By Chris Vaughn
MARINETTE, Wis. -- Twenty-seven years in the Navy, and even Capt. T.D. Smyers had never seen anything like it.
Just seconds after the resounding thunk of a champagne bottle hitting the bow of the USS Fort Worth, a strike delivered left-handed and low by U.S. Rep. Kay Granger, the ship slid down its elevated pier-side moorings and hit the water for the first time, listing heavily to starboard before righting, just as designed.
"That was extremely cool," said Smyers, commander of Naval Air Station Fort Worth and an aviator unaccustomed to the traditions of the ship side of the Navy. "To have all these people of Fort Worth come to frigid Wisconsin brings both the Navy and the city closer together at a crucial time in both of their histories. This has brought them together in a way never done before."
He's right.
After 161 years of Fort Worth history and 235 years of the Navy, Saturday's christening at the Marinette Marine shipyards marked the first time a military vessel will bear the city's name.

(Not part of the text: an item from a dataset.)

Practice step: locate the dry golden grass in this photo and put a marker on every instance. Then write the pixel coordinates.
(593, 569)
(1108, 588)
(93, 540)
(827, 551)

"I have learned just how much pride there is in our city that we have come to be a part of the United States Navy fleet," said Mayor Mike Moncrief, who attended with about 60 civic and business leaders. "This ship will not only sail with the city's name, it will sail with our prayers for all those who serve our country and their families."
The littoral combat ship, 113 feet keel to mast and 389 feet long, is only the third of its kind and represents what Navy Rear Adm. David Lewis described as a "seminal shift" in building combat ships.
For 400 years, navies have built ships around weapons, he said, but the "littoral combat ship changes all that." Such ships were designed for speed, agility and flexibility, allowing crews to change weapons and mission packages within a day.
Because they can operate in water 20 feet deep, the ships also provide the Navy an option in coastal areas that it doesn't have with its larger blue-water vessels. The ship was launched into the Menominee River.
Built in Marinette by a Lockheed Martin-led contracting team at a reported cost of $480 million, the ship technically won't become the USS Fort Worth until it is commissioned in 2012. But it was already referred to as "Fort Worth" by Saturday's speakers, a blend of naval officials and representatives of Texas, Wisconsin, Michigan and the defense contractors.
Fort Worth resident and former Deputy Defense Secretary Gordon England, who pushed for the ships as Navy secretary after 9-11, said the ship represents close to 10 years of work for him. "For me personally, this is the culmination of a long journey."
After the first two littoral combat ships, the USS Freedom and USS Independence, were under construction, the Navy canceled future contracts because of spiraling costs and delays. Granger wasn't sure that Fort Worth would get a namesake ship.
But Assistant Navy Secretary Sean Stackley said that the Lockheed team and another led by General Dynamics, which is building a differently designed littoral, brought down costs and that the program was revived. The Navy, pleased with how the first two ships performed in testing, wants Congress to give it permission, by mid-December, to buy 10 ships from each company.
"We are working this every day on the Hill," Stackley said. Saturday's event took place on a breezy morning under gray skies with temperatures in the 20s. After hundreds of guests, including many workers who built the ship, heard more than an hour of speeches inside an assembly building, the activity shifted outside for Granger, the ship's sponsor, to do the honors.
"I christen thee 'Fort Worth,' and may God bless all the men and women who sail in her," she said before swinging the bottle.
Granger said Fort Worth is particularly proud of the ship because of its long relationship with the military, dating to Maj. Ripley Arnold's arrival with the 2nd Dragoons in the late 1840s.
"We deserve this honor because of our deep-rooted connection to our nation's armed forces in every chapter of our history," she said.
The future USS Fort Worth, as numerous naval officers noted, is nothing if not fast. It is powered by two diesel engines and two gas turbines that produce in excess of 100,000 horsepower that give it the ability to go from a standstill to 40 knots in a bit over a minute.
It doesn't have a propeller. Instead, it uses water jets that enable it to maneuver faster, said Joe North, director of the littoral program for Lockheed.
"It's easily the fastest surface combatant ship in the Navy today," North said. "This ship will keep up with a go-fast boat, and with its size, people won't know what to do about it."
Because the Navy wanted a crew of only 40, compared with a destroyer's crew of about 250, many jobs on the ship are automated. For instance, the engine rooms are unmanned, and the bridge can operate with only three people.
A small crew also means that sailors have a bit more privacy. The largest stateroom, for the most junior sailors, holds eight people.
Senior Chief Richard Henson, the ranking enlisted sailor on the "blue crew" and a 23-year Navy veteran, said the sailors selected for the ship are excited about the opportunities and responsibilities of being in a small crew.
"We're going to have sailors who are the sole experts in their field in several areas. ... Every sailor is vitally important."